FIRST ON FOX: A House Democratic lawmaker is demanding an investigation into whether American consumers are being cheated out of thousands of dollars by so-called “sports blackouts” and whether they are a result of broadcast monopolies abusing their power.

“Yesterday was the sports equinox, the one day of the year that all four major professional sports leagues play at once. Yet New Yorkers, who already pay thousands of dollars a year to watch their favorite teams, stared at black screens because billionaire owners care more about profit than their fans. It’s bulls—,” Rep. Pat Ryan, D-N.Y., told Fox News Digital. 

“[Y]ou shouldn’t have to buy 6 streaming services just to find out the game is blacked out. The leagues make more than enough money – let’s put power back where it belongs: with the fans.”


“Sports blackouts” occur when a particular athletic event is prevented from being aired in a specific market. 

Under a law Congress passed in 1961, sports leagues were granted an exemption to antitrust regulations for greater flexibility negotiating between teams and markets. A subsequent 1992 law gave broadcasters the right to black out content when negotiations with providers fell through.

But years later, “sports blackouts” have come under scrutiny as the exploding number of streaming services and television channels has allowed leagues to make lucrative deals with various providers – with little regard for American consumers, Ryan argued.

In a letter to the Government Accountability Office (GAO), Ryan called the blackouts “a source of frustration and inconvenience to Americans of all backgrounds.”

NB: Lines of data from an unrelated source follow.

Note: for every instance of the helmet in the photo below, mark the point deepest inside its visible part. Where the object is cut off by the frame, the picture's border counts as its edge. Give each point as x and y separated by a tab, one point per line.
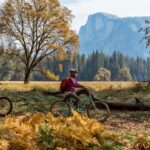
73	70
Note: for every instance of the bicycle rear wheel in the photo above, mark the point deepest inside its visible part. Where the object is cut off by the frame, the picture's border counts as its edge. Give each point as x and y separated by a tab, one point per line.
98	110
60	108
5	106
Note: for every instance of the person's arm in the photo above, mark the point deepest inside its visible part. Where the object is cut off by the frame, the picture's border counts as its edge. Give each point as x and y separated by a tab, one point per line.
79	85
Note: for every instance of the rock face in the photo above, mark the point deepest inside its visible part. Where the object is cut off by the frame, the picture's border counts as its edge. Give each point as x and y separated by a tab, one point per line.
105	32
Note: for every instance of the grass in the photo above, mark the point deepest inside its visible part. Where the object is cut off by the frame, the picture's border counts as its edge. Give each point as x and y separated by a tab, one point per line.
30	98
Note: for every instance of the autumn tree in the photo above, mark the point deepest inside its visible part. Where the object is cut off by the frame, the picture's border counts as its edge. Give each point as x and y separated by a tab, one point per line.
102	75
38	28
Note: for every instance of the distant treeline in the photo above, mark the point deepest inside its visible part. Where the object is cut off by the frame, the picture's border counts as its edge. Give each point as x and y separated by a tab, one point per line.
88	66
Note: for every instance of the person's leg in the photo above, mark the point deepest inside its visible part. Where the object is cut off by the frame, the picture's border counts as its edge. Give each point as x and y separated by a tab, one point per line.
75	97
82	91
85	92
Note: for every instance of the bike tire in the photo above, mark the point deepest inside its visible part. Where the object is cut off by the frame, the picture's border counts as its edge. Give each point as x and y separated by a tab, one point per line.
60	108
100	111
5	106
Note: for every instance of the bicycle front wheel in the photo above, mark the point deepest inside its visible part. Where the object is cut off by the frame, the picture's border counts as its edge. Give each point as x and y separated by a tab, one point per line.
60	108
98	110
5	106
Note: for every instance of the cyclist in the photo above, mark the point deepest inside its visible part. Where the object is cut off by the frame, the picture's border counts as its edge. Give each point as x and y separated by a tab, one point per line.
74	89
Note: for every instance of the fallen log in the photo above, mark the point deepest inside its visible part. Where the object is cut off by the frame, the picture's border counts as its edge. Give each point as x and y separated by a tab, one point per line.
126	106
135	106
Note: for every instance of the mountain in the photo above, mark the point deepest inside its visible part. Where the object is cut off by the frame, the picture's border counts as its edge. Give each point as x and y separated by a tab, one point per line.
107	33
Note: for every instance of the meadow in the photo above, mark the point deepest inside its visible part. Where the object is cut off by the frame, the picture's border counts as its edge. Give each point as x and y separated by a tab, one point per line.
126	130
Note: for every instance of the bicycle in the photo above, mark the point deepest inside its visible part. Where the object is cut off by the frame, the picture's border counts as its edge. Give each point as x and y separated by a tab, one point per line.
5	105
94	108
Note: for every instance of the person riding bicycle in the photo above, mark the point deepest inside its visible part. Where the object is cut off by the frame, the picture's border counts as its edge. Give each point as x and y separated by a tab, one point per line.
74	89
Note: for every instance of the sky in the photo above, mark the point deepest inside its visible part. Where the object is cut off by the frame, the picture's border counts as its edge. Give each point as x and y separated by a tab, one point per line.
81	9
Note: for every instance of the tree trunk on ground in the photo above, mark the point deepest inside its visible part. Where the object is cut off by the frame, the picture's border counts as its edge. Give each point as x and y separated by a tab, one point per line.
135	106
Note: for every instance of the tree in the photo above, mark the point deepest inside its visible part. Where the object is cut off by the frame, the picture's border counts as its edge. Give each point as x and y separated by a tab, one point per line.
124	74
38	28
146	32
102	75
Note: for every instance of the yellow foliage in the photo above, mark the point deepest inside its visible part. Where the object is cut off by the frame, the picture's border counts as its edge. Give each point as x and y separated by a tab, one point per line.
50	75
63	133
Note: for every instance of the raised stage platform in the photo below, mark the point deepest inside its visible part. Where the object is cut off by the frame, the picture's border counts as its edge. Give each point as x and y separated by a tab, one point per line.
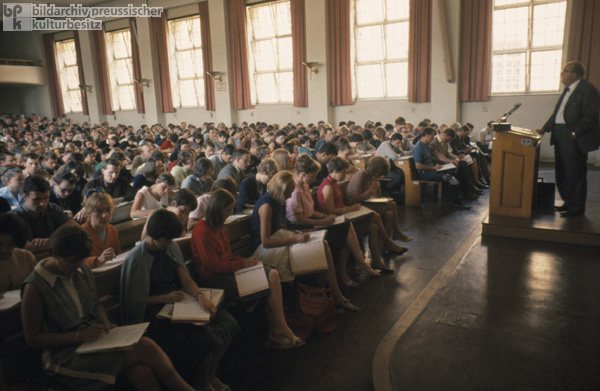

“As a result of policies adopted by major sports leagues and broadcasters, fans in their home team’s territory are blocked from viewing nearly all of their team’s games on any platform other than their local regional sports network (RSN), forcing them to subscribe to the RSN while out-of-market viewers have their pick of cheaper, more comprehensive streaming services,” Ryan wrote.

“Even RSN subscribers can be blacked out when the league sells the exclusive rights to certain games to streaming services like Prime Video, as happened over 20 times to New York Yankees and Mets fans over the 2023 Major League Baseball (MLB) regular season.”


He is calling on the GAO to look at the prevalence of sports blackouts over the last 10 years, and what, if any, effect the Sports Broadcasting Act of 1961 had. 

He’s also urging the GAO to analyze what role Congress and federal regulators can play in breaking up the monopolies that lead to consumers getting taken advantage of. 

A dispute between cable provider Spectrum and media giant Disney led to a blackout of ESPN and ESPN+ content for 10 days, leaving Spectrum customers unable to watch the U.S. Open and college football despite paying full price for the ability to do so.

That blackout ended just before Monday Night Football, but not before garnering significant media attention.